BM Güvenlik Konseyi sözcüsü dün itidal tavsiye etti. ABD Başkanı Obama tatil dönüşü “Mısır’da her hangi bir kişi veya grubu desteklemiyoruz. Mısır ordusuyla ikiyılda bir yaptığımız askeri tatbikatı iptal ettik. Mısır tehlikeli bir yolda” dedi. Hâlâ darbe demiyor. Bu aslında her şeyi açık seçik anlatıyor.
Bölge ülkelerinden Katar ve Vehhabi Suudlar darbecilere para yağdırmağa
devam ediyor. Bu cinayetlerin vebali darbecilerle beraber Riyal desteği verenlerin değil mi?. Bunun için bölgemiz ve ülkemiz de bulunan anlı şanlı ilim adamı geçinen Vehhabi muhipleri, girin devreye, Katar’a ve Suudlara baskı yapın darbeye para desteğini kessinler. Ah vah yerine bu da bir çözüm yolu değil mi?
Mısır’da ordu bir yandan katliamlara devam ediyor diğer yandan subaylardan oluşan 25 yeni vali atadı. Darbeciler Hüsnü’yle kaybettikleri Nasır Rejimini hızla kurmaya çalışıyorlar.

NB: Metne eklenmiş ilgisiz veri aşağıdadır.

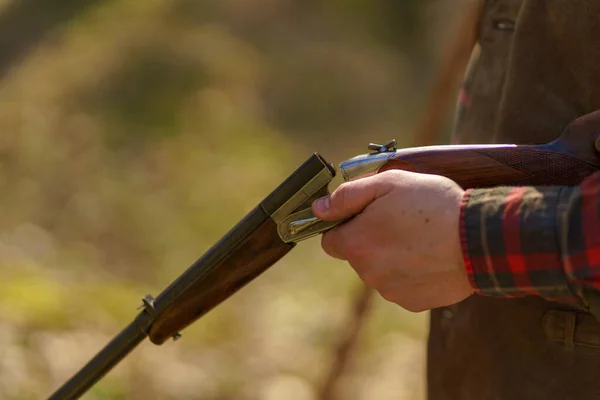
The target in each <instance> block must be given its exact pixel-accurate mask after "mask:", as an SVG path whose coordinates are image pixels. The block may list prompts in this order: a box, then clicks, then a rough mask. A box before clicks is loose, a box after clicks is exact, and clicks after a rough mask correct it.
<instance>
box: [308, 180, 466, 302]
mask: <svg viewBox="0 0 600 400" xmlns="http://www.w3.org/2000/svg"><path fill="white" fill-rule="evenodd" d="M463 194H464V191H463V190H462V189H461V188H460V186H458V185H457V184H456V183H454V182H453V181H451V180H449V179H447V178H444V177H442V176H435V175H423V174H416V173H412V172H406V171H386V172H383V173H380V174H377V175H374V176H372V177H368V178H363V179H359V180H356V181H353V182H348V183H344V184H342V185H340V187H338V188H337V189H336V190H335V191H334V192H333V193H332V194H331V195H330V196H327V197H324V198H321V199H318V200H316V201H315V202H314V203H313V206H312V209H313V213H314V214H315V216H317V217H318V218H320V219H323V220H326V221H333V220H340V219H346V218H350V217H353V216H354V218H353V219H351V220H350V221H348V222H346V223H344V224H342V225H340V226H338V227H336V228H334V229H332V230H331V231H329V232H327V233H325V234H324V235H323V239H322V245H323V249H324V250H325V252H326V253H327V254H329V255H330V256H332V257H335V258H338V259H340V260H347V261H348V262H349V263H350V265H351V266H352V267H353V268H354V270H355V271H356V272H357V273H358V275H359V276H360V278H361V279H362V280H363V281H364V282H365V283H367V284H368V285H370V286H372V287H374V288H375V289H376V290H377V291H378V292H379V293H380V294H381V295H382V296H383V297H384V298H385V299H386V300H389V301H392V302H394V303H397V304H399V305H400V306H402V307H403V308H405V309H407V310H409V311H413V312H418V311H424V310H428V309H431V308H436V307H441V306H446V305H450V304H454V303H457V302H459V301H461V300H464V299H465V298H466V297H468V296H469V295H471V294H472V293H473V292H474V290H473V288H472V286H471V285H470V283H469V281H468V278H467V274H466V271H465V267H464V262H463V258H462V252H461V244H460V234H459V216H460V203H461V199H462V196H463Z"/></svg>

Mısır zaten yıllarca sıkıyönetimle yaşadı. Darbeye ve katliama sesini çıkarmayanlar sıkı yönetime mi karışacak.
General Sisi’den yeni bir Nasır figürü üretilecek. Bu plan bölge için çok önemli. Zaten Mısır’da demokrasiye inanmayan gruplar var. Bunlar,İhvana “biz size demedik mi demek için” darbecilerin yanında duruyorlar. Başka bir plan ise İhvanı, Seyit Kutup döneminde olduğu gibi yer altına çekerek Terörist damgası vurmaya çalışacaklar.
Rusya, Suriye’de Esat’a destek veriyor.. Mısır’da darbe için ne dediğini duyan  var mı? Rusya bölgede Profilini oldukça yükseltti. Gerçekçi olalım. hayaller kursak da evdeki hesap bazen çarşıya uymaz. Ben Türkiye’nin sert demeçleri yumuşatarak bir yolla bu işe müdahil olmasını düşünenlerdenim. Mısır halkına, Demokrasiye, İhvana ve Mursi’ye destek yolu bulunur. Ayrıca Türkiye bölgede denklem dışında kalmamalı.

“Bir şeyin hepsi ele geçmezse hepsini de elden bırakmamalı” sözü meşhurdur.